I remembered a film that I had seen as a child. It had been about the Crusades, probably the first one in 1099, and there had been a confrontation between the English and the Saracens. I guess they were the Saracens. At any rate, the Englishman was showing off his sword. He took an iron bar, about an inch thick, and with a mighty blow of his sword, slashed through it. The Saracen, an oily type, I recall, smiled disdainfully and said something such as, “You will still lose, Englishman. Your swords are not sharp enough.” And with that he drew his own, a wickedly curved job, tossed up a silk scarf, and let it float down upon his upturned blade which sliced it neatly in two.

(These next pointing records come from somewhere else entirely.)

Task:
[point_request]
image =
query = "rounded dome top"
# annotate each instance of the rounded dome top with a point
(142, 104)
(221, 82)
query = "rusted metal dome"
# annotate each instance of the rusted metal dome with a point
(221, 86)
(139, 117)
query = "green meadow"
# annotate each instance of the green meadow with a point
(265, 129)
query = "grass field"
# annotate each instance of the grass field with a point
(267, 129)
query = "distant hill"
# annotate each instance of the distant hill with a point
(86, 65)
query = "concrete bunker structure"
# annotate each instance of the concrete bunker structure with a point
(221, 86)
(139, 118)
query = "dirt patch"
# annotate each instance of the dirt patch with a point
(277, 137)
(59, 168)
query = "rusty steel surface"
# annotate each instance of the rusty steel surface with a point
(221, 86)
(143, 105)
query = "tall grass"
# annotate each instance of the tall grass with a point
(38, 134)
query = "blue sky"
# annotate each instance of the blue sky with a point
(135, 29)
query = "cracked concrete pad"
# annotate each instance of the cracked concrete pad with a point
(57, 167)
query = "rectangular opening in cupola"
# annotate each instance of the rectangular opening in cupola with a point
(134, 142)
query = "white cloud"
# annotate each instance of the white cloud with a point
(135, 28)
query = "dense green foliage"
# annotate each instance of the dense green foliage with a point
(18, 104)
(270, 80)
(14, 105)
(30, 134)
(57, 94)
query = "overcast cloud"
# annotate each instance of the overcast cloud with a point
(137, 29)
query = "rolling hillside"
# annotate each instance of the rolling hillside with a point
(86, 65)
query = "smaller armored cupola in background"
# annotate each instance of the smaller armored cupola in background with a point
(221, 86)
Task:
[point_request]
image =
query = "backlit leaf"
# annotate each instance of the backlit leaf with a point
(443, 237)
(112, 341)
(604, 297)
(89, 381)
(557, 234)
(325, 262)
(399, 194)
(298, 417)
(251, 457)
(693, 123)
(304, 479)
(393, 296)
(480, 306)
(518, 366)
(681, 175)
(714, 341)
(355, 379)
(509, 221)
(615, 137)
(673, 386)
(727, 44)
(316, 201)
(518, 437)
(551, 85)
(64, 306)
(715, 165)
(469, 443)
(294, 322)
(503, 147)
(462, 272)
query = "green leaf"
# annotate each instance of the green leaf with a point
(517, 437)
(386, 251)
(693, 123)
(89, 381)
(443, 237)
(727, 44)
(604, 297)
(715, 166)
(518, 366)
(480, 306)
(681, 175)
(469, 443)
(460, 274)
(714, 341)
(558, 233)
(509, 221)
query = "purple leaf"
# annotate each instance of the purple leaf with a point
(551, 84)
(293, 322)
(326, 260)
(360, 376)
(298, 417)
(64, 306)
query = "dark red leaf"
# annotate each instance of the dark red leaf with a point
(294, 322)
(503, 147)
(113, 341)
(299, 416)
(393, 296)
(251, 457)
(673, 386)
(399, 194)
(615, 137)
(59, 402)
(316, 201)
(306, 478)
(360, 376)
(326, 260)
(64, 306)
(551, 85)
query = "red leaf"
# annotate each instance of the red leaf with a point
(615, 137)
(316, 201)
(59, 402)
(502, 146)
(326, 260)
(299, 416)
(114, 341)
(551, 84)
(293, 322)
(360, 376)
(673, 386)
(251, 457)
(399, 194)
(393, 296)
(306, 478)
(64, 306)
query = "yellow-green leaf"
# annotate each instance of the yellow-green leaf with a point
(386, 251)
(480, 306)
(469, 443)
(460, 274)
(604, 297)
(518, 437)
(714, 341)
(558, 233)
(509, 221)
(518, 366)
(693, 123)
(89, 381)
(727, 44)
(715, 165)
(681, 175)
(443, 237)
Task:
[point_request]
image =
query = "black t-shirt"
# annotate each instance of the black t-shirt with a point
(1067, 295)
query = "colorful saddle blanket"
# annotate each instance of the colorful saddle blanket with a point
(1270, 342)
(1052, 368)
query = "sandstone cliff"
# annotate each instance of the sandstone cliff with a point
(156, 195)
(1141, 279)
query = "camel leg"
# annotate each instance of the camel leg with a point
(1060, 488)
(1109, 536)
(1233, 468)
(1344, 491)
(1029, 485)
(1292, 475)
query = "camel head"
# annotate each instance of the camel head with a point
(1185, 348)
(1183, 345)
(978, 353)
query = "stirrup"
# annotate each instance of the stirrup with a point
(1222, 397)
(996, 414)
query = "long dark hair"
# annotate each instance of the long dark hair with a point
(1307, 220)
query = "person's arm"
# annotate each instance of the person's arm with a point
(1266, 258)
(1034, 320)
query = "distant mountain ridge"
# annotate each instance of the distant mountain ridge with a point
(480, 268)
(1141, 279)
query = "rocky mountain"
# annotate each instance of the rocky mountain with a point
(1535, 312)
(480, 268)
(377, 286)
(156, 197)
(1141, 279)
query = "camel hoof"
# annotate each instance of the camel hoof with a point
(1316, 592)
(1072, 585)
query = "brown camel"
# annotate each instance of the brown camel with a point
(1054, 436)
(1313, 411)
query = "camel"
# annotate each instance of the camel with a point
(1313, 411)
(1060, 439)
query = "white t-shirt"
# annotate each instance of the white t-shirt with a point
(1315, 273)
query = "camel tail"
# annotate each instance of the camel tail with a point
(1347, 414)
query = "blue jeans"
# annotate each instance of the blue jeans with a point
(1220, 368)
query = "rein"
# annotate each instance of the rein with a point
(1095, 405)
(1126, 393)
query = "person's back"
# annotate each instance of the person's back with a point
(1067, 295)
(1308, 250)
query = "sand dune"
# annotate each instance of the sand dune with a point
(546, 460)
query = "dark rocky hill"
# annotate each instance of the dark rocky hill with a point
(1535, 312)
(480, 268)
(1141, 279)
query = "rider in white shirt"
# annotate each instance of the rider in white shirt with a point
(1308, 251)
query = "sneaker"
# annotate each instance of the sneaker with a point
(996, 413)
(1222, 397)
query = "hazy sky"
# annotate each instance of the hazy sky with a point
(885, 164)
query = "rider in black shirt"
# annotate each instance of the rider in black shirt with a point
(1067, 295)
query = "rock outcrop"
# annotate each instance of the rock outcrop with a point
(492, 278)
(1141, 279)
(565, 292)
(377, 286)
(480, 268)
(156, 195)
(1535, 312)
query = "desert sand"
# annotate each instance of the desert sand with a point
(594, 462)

“Have you ever heard of the Sword of St. Louis, Mr. St. Ives?”
“No.”
“Well, there are stories and stories about it. Some true, I’d say, but most not. But before he became a Saint, Louis was King of France, King Louis the Ninth. That’s fact. And in 1250 he led his Crusade into Egypt. That’s fact. And that same year he was defeated and captured by the Saracens at Mansourah. And that’s fact. But what happened to his sword?”
“I don’t know.”
“Nobody does,”Norbert said. “Not really, they don’t. Some say he buried it. Some say he painted it black and gave it to one of his knights for safekeeping. Nobody is quite sure what the knight did with it, but most think he flogged it.”